Elliott Wave Update ~ 15 May 2013

Why do we characterize the rally from the 2009 low as one giant historic corrective wave?  Because when all things are considered, form is what matters probably most. And the form since the 2009 low has taken the clear characteristics of a corrective wave. Specifically a zigzag, or a series of 2 or 3 zigzags.  For the sake of simplicity in this discussion we'll just go with single zigzag count.

Per EW guidelines a corrective wave zigzag (according to Elliott Wave Principle: Key to Market Behavior (Prechter/Frost) there is exists some simple guidelines:

* Wave C if often about the same length as wave A

* Wave B typically retraces 38 - 79% of wave A

* A line connecting the ends of waves A and C is often parallel to a line connecting the end of wave B and the start of wave A (Forecasting guideline: Wave C often ends upon reaching a line drawn from the end of wave A that is parallel to a line connecting the start of wave A and the end of wave B)

The last point is important because channeling (which is described in the paragraph above) gives us the form of the wave. And the form of the wave tells us if its likely corrective or impulsive.

Channeling in an impulse is different than a corrective wave.

An impulse pattern consists of 5 overall waves. What does EW guidelines tell us about an impulse pattern concerning channeling?

* Wave 5 often ends when meeting or slightly exceeding a line drawn from the end of wave 3 that is parallel to the line connecting the ends of wave 2 and 4 on either arithmetic or log scale.

What does it matter if the rally from 2009 is labeled impulsive or corrective?

1. Corrective implies that the rally is a correction to the main trend of next higher degree.

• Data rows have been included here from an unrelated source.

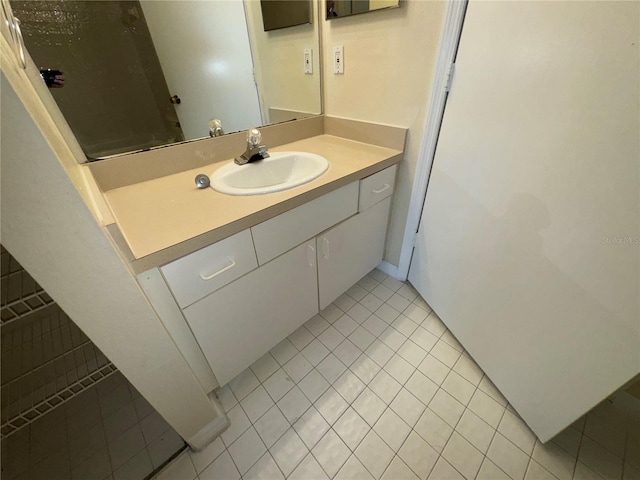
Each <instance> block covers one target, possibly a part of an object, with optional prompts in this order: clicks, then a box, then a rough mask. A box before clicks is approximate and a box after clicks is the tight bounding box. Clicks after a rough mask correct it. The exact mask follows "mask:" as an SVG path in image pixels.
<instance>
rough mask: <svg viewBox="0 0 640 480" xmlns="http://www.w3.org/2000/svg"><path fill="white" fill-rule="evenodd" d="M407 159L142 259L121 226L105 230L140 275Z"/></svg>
mask: <svg viewBox="0 0 640 480" xmlns="http://www.w3.org/2000/svg"><path fill="white" fill-rule="evenodd" d="M403 156H404V153H403V152H399V153H397V154H396V155H393V156H391V157H388V158H386V159H384V160H381V161H380V162H377V163H375V164H373V165H369V166H368V167H365V168H363V169H361V170H358V171H356V172H353V173H351V174H349V175H345V176H344V177H340V178H338V179H336V180H334V181H332V182H329V183H326V184H324V185H320V186H318V187H317V188H314V189H313V190H309V191H306V192H303V193H301V194H299V195H295V196H293V197H291V198H288V199H287V200H285V201H283V202H280V203H277V204H275V205H271V206H270V207H267V208H265V209H263V210H260V211H257V212H255V213H253V214H251V215H247V216H246V217H243V218H241V219H239V220H237V221H234V222H231V223H228V224H226V225H223V226H221V227H218V228H216V229H214V230H210V231H208V232H206V233H203V234H200V235H198V236H196V237H193V238H190V239H187V240H184V241H182V242H180V243H177V244H175V245H172V246H170V247H167V248H165V249H163V250H160V251H158V252H154V253H151V254H149V255H146V256H144V257H141V258H138V259H136V258H135V257H134V255H133V253H132V251H131V249H130V248H129V246H128V244H127V242H126V240H125V238H124V236H123V234H122V232H121V231H120V227H119V226H118V225H117V223H112V224H109V225H106V226H105V227H106V230H107V232H108V234H109V235H110V236H111V239H112V240H113V242H114V243H115V244H116V246H117V247H118V249H119V250H120V251H121V253H122V254H123V256H124V257H125V259H126V260H127V262H128V263H129V266H130V267H131V269H132V270H133V273H134V274H136V275H138V274H140V273H143V272H145V271H147V270H150V269H152V268H156V267H160V266H162V265H165V264H167V263H169V262H172V261H174V260H177V259H178V258H181V257H184V256H186V255H189V254H190V253H193V252H195V251H197V250H200V249H201V248H204V247H206V246H208V245H211V244H213V243H215V242H218V241H220V240H223V239H224V238H227V237H229V236H231V235H234V234H236V233H239V232H241V231H243V230H246V229H247V228H251V227H253V226H255V225H258V224H259V223H262V222H264V221H266V220H269V219H270V218H273V217H276V216H278V215H280V214H282V213H285V212H287V211H289V210H292V209H294V208H296V207H298V206H300V205H302V204H304V203H307V202H309V201H311V200H313V199H315V198H318V197H321V196H322V195H325V194H327V193H329V192H332V191H334V190H337V189H338V188H340V187H343V186H344V185H347V184H349V183H352V182H354V181H358V180H361V179H363V178H365V177H368V176H370V175H373V174H374V173H377V172H379V171H381V170H384V169H385V168H387V167H390V166H392V165H395V164H397V163H399V162H400V161H401V160H402V158H403Z"/></svg>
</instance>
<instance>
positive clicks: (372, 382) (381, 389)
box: [369, 370, 402, 405]
mask: <svg viewBox="0 0 640 480" xmlns="http://www.w3.org/2000/svg"><path fill="white" fill-rule="evenodd" d="M369 388H370V389H371V390H372V391H373V392H374V393H375V394H376V395H377V396H378V397H380V399H381V400H382V401H383V402H385V403H386V404H387V405H389V404H390V403H391V402H392V401H393V399H394V398H395V396H396V395H397V394H398V392H399V391H400V389H401V388H402V385H400V384H399V383H398V382H397V381H395V380H394V378H393V377H392V376H391V375H389V374H388V373H387V372H386V371H385V370H380V371H379V372H378V374H377V375H376V376H375V377H374V378H373V380H372V381H371V383H370V384H369Z"/></svg>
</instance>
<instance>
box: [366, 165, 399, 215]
mask: <svg viewBox="0 0 640 480" xmlns="http://www.w3.org/2000/svg"><path fill="white" fill-rule="evenodd" d="M395 180H396V165H394V166H392V167H389V168H385V169H384V170H382V171H381V172H378V173H374V174H373V175H370V176H368V177H367V178H363V179H362V180H360V198H359V199H358V211H359V212H362V211H364V210H366V209H367V208H369V207H370V206H371V205H375V204H376V203H378V202H379V201H380V200H383V199H385V198H387V197H388V196H390V195H391V194H392V193H393V185H394V183H395Z"/></svg>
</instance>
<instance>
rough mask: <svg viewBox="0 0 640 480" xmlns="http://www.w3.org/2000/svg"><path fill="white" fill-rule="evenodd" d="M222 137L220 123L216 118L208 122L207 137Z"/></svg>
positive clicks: (212, 118)
mask: <svg viewBox="0 0 640 480" xmlns="http://www.w3.org/2000/svg"><path fill="white" fill-rule="evenodd" d="M222 135H224V130H222V122H221V121H220V120H218V119H217V118H212V119H211V120H209V136H210V137H221V136H222Z"/></svg>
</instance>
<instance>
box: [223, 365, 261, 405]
mask: <svg viewBox="0 0 640 480" xmlns="http://www.w3.org/2000/svg"><path fill="white" fill-rule="evenodd" d="M258 385H260V380H258V377H256V376H255V374H254V373H253V371H252V370H251V369H250V368H247V369H246V370H244V371H243V372H242V373H240V374H239V375H238V376H237V377H235V378H234V379H233V380H231V381H230V382H229V387H230V388H231V391H233V394H234V395H235V396H236V398H237V399H238V401H241V400H242V399H243V398H244V397H246V396H247V395H249V394H250V393H251V392H252V391H253V390H254V389H255V388H256V387H257V386H258Z"/></svg>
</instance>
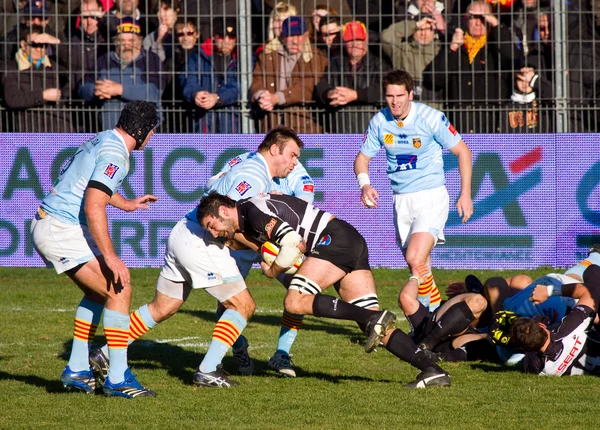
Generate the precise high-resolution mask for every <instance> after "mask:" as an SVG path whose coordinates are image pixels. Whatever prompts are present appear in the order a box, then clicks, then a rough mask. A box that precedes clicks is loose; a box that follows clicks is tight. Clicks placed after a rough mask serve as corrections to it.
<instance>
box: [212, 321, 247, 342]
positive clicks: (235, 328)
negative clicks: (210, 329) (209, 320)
mask: <svg viewBox="0 0 600 430" xmlns="http://www.w3.org/2000/svg"><path fill="white" fill-rule="evenodd" d="M240 333H241V330H240V329H238V328H237V327H236V326H235V324H233V323H232V322H231V321H224V320H222V319H220V320H219V321H217V325H215V329H214V330H213V335H212V339H213V340H216V341H218V342H222V343H224V344H225V345H227V346H228V347H231V345H233V343H234V342H235V341H236V339H237V338H238V337H239V335H240Z"/></svg>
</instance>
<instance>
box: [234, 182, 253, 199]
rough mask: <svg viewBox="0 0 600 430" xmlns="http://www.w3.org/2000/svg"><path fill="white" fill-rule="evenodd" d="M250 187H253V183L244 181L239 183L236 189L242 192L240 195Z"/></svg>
mask: <svg viewBox="0 0 600 430" xmlns="http://www.w3.org/2000/svg"><path fill="white" fill-rule="evenodd" d="M250 188H252V185H250V184H249V183H248V182H246V181H242V182H240V183H239V184H238V185H237V187H235V190H236V191H237V192H238V193H239V194H240V196H243V195H244V194H246V193H247V192H248V190H249V189H250Z"/></svg>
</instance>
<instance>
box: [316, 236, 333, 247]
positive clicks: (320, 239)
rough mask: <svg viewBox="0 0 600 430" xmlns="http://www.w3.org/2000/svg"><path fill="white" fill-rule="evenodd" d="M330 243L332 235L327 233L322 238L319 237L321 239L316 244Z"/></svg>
mask: <svg viewBox="0 0 600 430" xmlns="http://www.w3.org/2000/svg"><path fill="white" fill-rule="evenodd" d="M330 243H331V236H329V235H328V234H326V235H325V236H323V237H322V238H321V239H319V241H318V242H317V245H316V246H327V245H329V244H330Z"/></svg>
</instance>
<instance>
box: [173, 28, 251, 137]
mask: <svg viewBox="0 0 600 430" xmlns="http://www.w3.org/2000/svg"><path fill="white" fill-rule="evenodd" d="M236 27H237V26H236V20H235V18H223V17H218V18H215V19H214V20H213V37H212V39H209V40H208V41H206V42H205V43H203V44H202V49H200V50H199V51H198V52H197V53H196V52H194V53H192V54H191V55H190V57H189V64H188V71H187V73H181V74H180V75H179V80H180V85H181V86H182V87H183V96H184V97H185V99H186V100H187V101H188V102H190V103H194V104H195V105H196V112H195V131H196V132H197V133H239V132H240V130H239V113H238V112H237V109H238V108H237V102H238V101H239V98H240V83H239V76H238V64H237V53H236V42H237V31H236Z"/></svg>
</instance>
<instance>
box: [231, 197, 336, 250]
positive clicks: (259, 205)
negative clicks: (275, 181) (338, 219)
mask: <svg viewBox="0 0 600 430" xmlns="http://www.w3.org/2000/svg"><path fill="white" fill-rule="evenodd" d="M236 205H237V209H238V215H239V224H240V230H241V231H242V232H243V233H246V234H247V235H249V236H250V237H252V238H253V239H255V240H257V241H258V242H260V243H263V242H266V241H271V242H273V243H275V244H276V245H280V244H281V243H280V241H281V239H282V238H283V237H284V236H285V235H286V234H287V233H289V232H290V231H292V230H295V231H296V232H298V234H300V236H302V238H303V239H304V240H305V241H306V253H309V252H310V251H312V250H313V248H314V247H315V246H316V245H317V242H318V241H319V238H320V234H321V232H322V231H323V230H324V229H325V227H326V226H327V223H328V222H329V220H330V219H331V217H332V215H331V214H330V213H329V212H325V211H322V210H321V209H318V208H316V207H314V206H313V205H311V204H310V203H307V202H305V201H304V200H301V199H299V198H297V197H293V196H286V195H283V194H259V195H257V196H254V197H251V198H248V199H243V200H239V201H238V202H237V204H236Z"/></svg>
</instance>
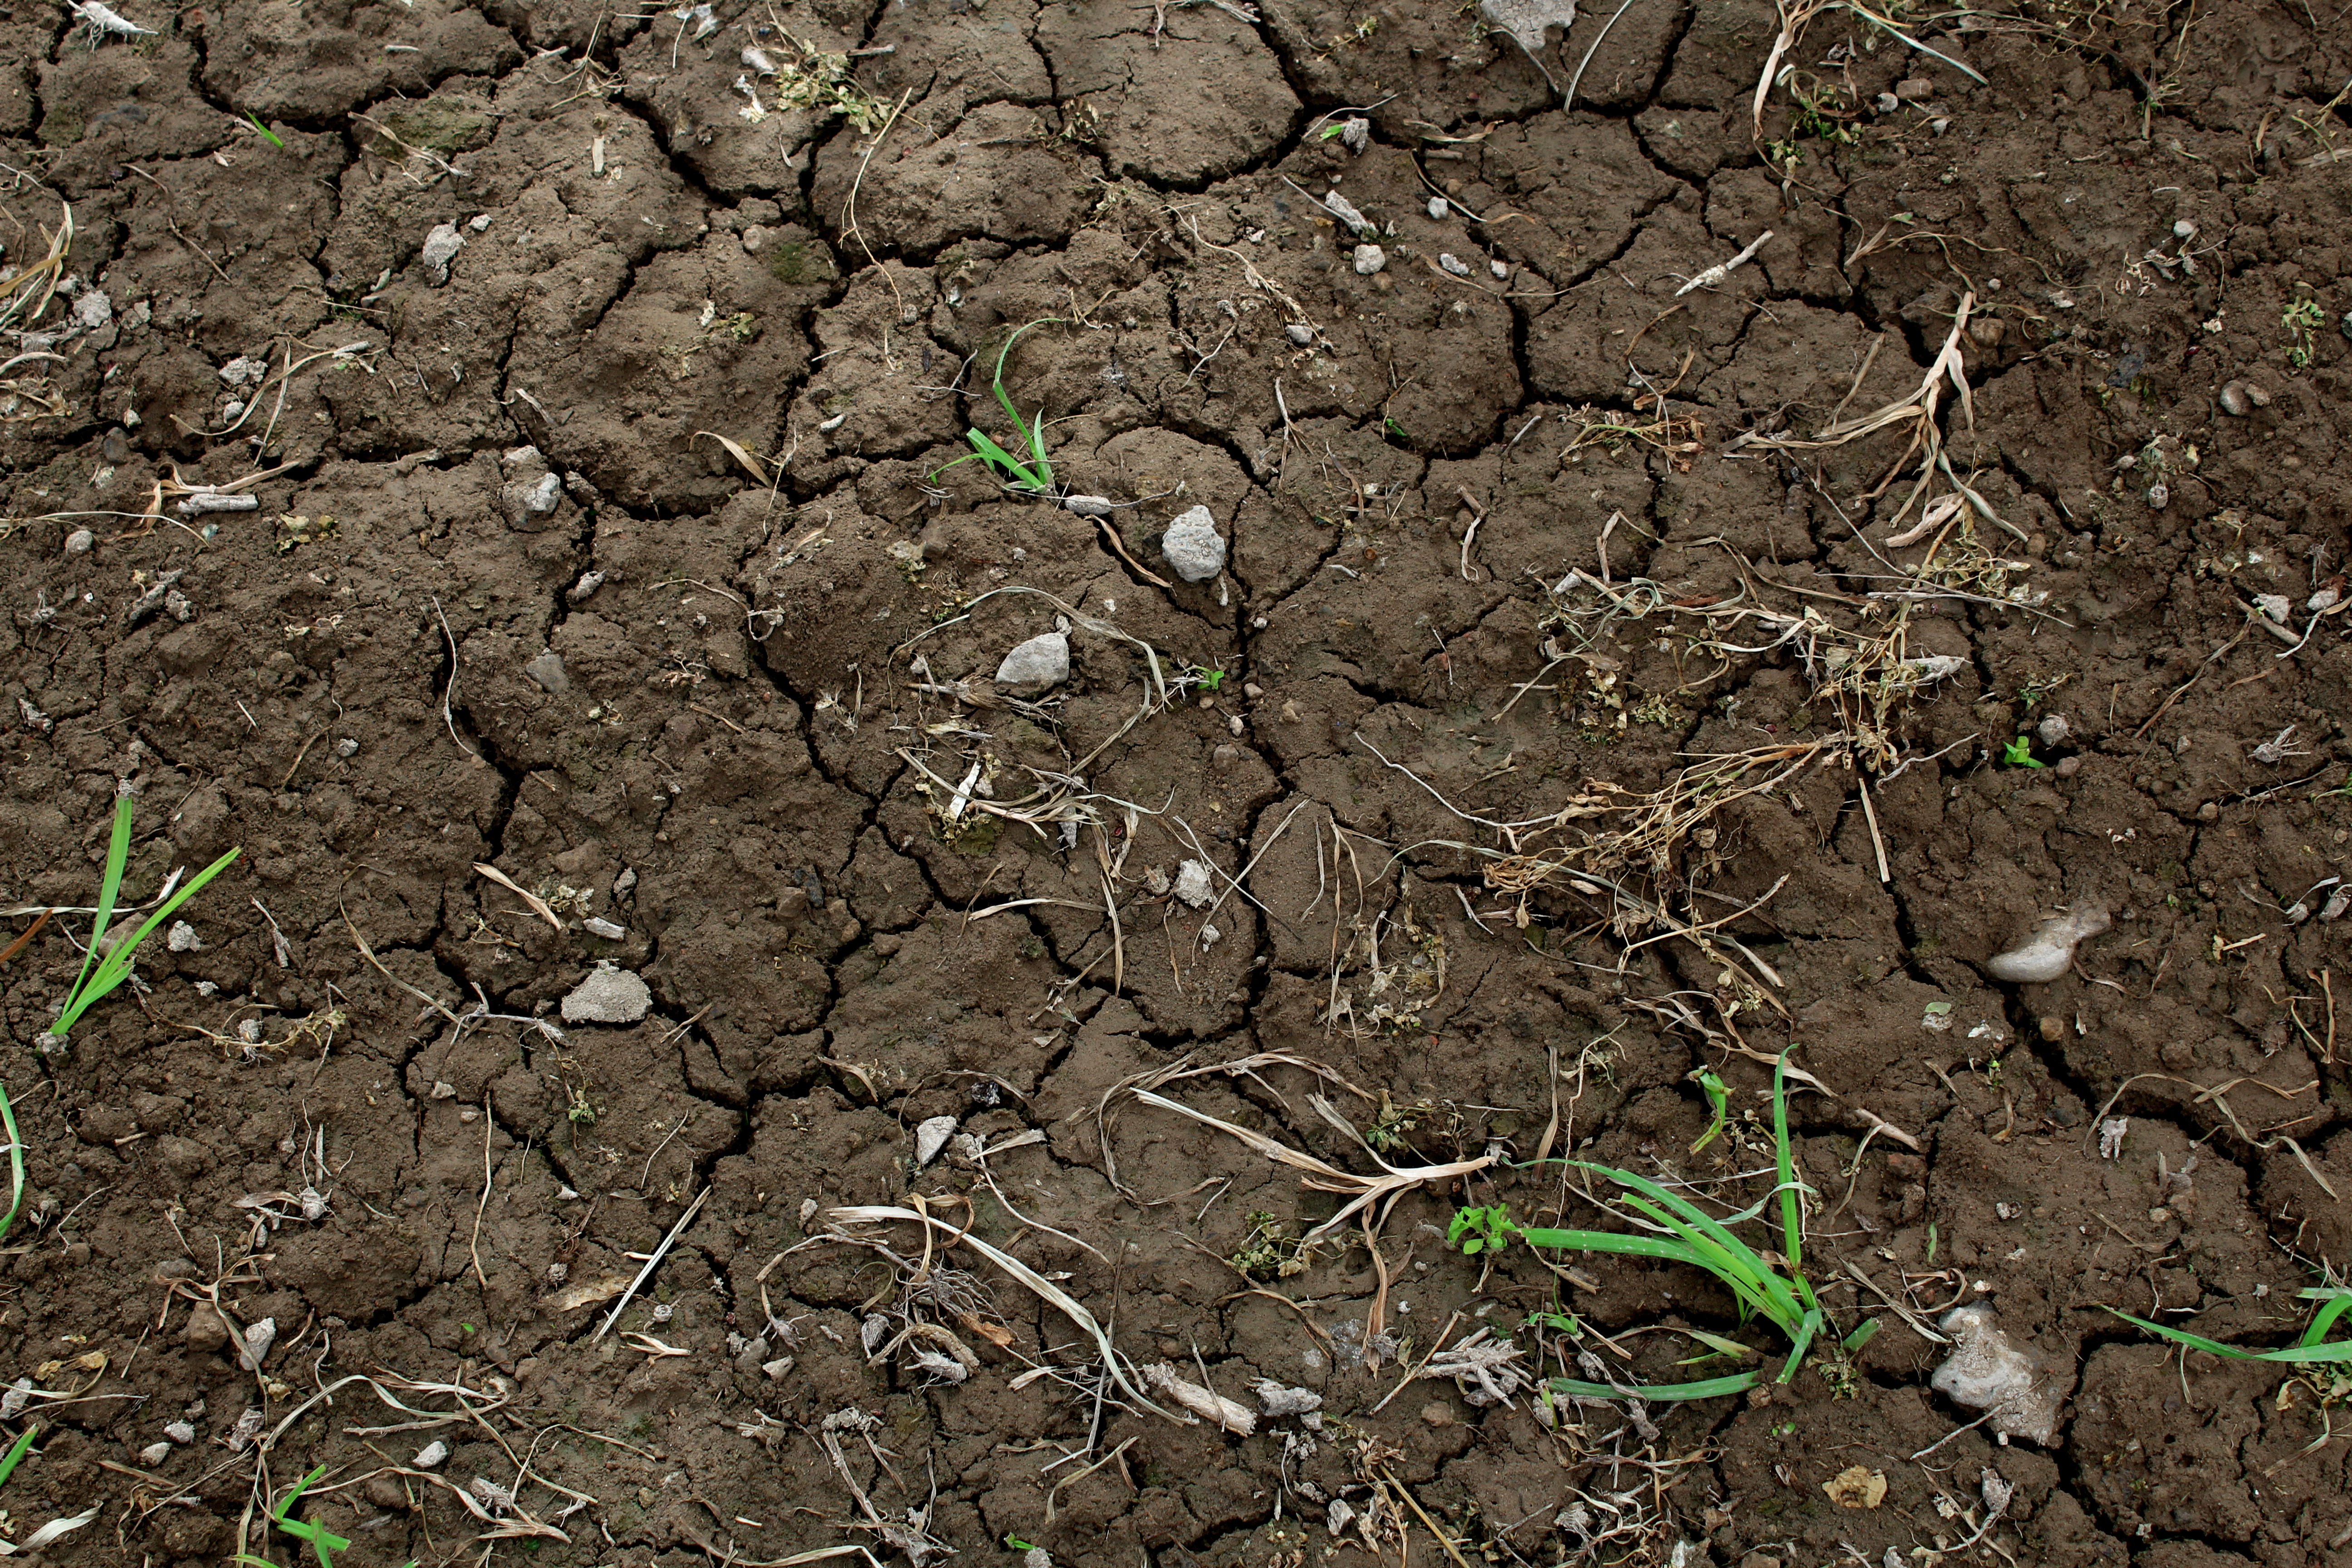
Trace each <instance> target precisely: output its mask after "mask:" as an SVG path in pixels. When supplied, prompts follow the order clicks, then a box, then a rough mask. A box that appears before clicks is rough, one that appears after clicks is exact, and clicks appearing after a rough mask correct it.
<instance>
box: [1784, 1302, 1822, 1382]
mask: <svg viewBox="0 0 2352 1568" xmlns="http://www.w3.org/2000/svg"><path fill="white" fill-rule="evenodd" d="M1816 1333H1820V1307H1813V1309H1811V1312H1806V1314H1804V1321H1802V1324H1797V1333H1795V1335H1792V1340H1795V1345H1797V1349H1792V1352H1788V1361H1785V1363H1783V1366H1780V1375H1778V1378H1776V1380H1773V1382H1788V1380H1790V1378H1795V1375H1797V1368H1799V1366H1804V1352H1809V1349H1811V1347H1813V1335H1816Z"/></svg>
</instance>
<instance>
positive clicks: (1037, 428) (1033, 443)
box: [1030, 407, 1054, 489]
mask: <svg viewBox="0 0 2352 1568" xmlns="http://www.w3.org/2000/svg"><path fill="white" fill-rule="evenodd" d="M1030 456H1033V458H1037V480H1040V484H1037V489H1054V465H1051V463H1049V461H1047V456H1044V407H1040V409H1037V425H1035V428H1033V430H1030Z"/></svg>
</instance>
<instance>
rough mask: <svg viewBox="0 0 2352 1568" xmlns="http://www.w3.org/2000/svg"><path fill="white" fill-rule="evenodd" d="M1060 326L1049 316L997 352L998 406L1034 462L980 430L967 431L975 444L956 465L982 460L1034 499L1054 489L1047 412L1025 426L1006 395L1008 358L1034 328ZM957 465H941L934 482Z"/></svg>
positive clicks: (1017, 487) (1029, 457) (1042, 412)
mask: <svg viewBox="0 0 2352 1568" xmlns="http://www.w3.org/2000/svg"><path fill="white" fill-rule="evenodd" d="M1056 324H1061V317H1058V315H1047V317H1040V320H1035V322H1028V324H1023V327H1016V329H1014V334H1011V336H1009V339H1004V348H1000V350H997V376H995V393H997V402H1000V404H1004V414H1007V416H1009V418H1011V421H1014V430H1018V433H1021V442H1023V444H1025V447H1028V458H1030V461H1028V463H1023V461H1021V458H1016V456H1014V454H1009V451H1007V449H1004V447H1000V444H997V442H995V440H990V437H988V433H985V430H978V428H974V430H964V440H967V442H971V451H969V454H964V456H960V458H955V463H969V461H974V458H978V461H981V463H988V468H993V470H995V473H1000V475H1002V477H1004V482H1007V484H1011V487H1014V489H1023V491H1028V494H1033V496H1044V494H1049V491H1051V489H1054V463H1049V461H1047V456H1044V409H1037V418H1035V421H1030V423H1021V409H1016V407H1014V400H1011V397H1009V395H1007V393H1004V355H1009V353H1011V350H1014V343H1018V341H1021V334H1023V331H1030V329H1033V327H1056ZM955 463H941V465H938V468H934V470H931V480H934V482H936V480H938V475H943V473H948V470H950V468H955Z"/></svg>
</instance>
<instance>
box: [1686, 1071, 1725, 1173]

Since the rally since 2009 low has been UP, therefore the HIGHER DEGREE trend - in which it is correcting - is DOWN. (social mood main trend is down at the higher degree). Hence, since this 4 year rally is being labeled a CYCLE degree rally, therefore the next higher degree trend is a SUPERCYCLE degree wave. This SUPERCYCLE  degree trend - wave (a) specifically  is labeled as a downward social trending wave.

2. Using channeling techniques can help us identify the major turning point.  In this case wave [C] has nearly reached the "typical" turning point by touching the upper channel formed by the zigzag.
I never thought it probable that this rally since 2009 would have met this channeling guideline and hence prices had to move this high as a result. Yet traveled this high to form a channel it certainly did. Although prices are astronomical, the FORM of the wave fits perfectly with the idea of a cycle wave corrective rally all along. A touch on the upper channel line would be perfectly normal and a perfectly normal place for a major turning point.

By the way, the rise since November 2012 is getting an "exponential" look about it. Parabolic, and hence utterly unsustainable and susceptible to a most violent destruction.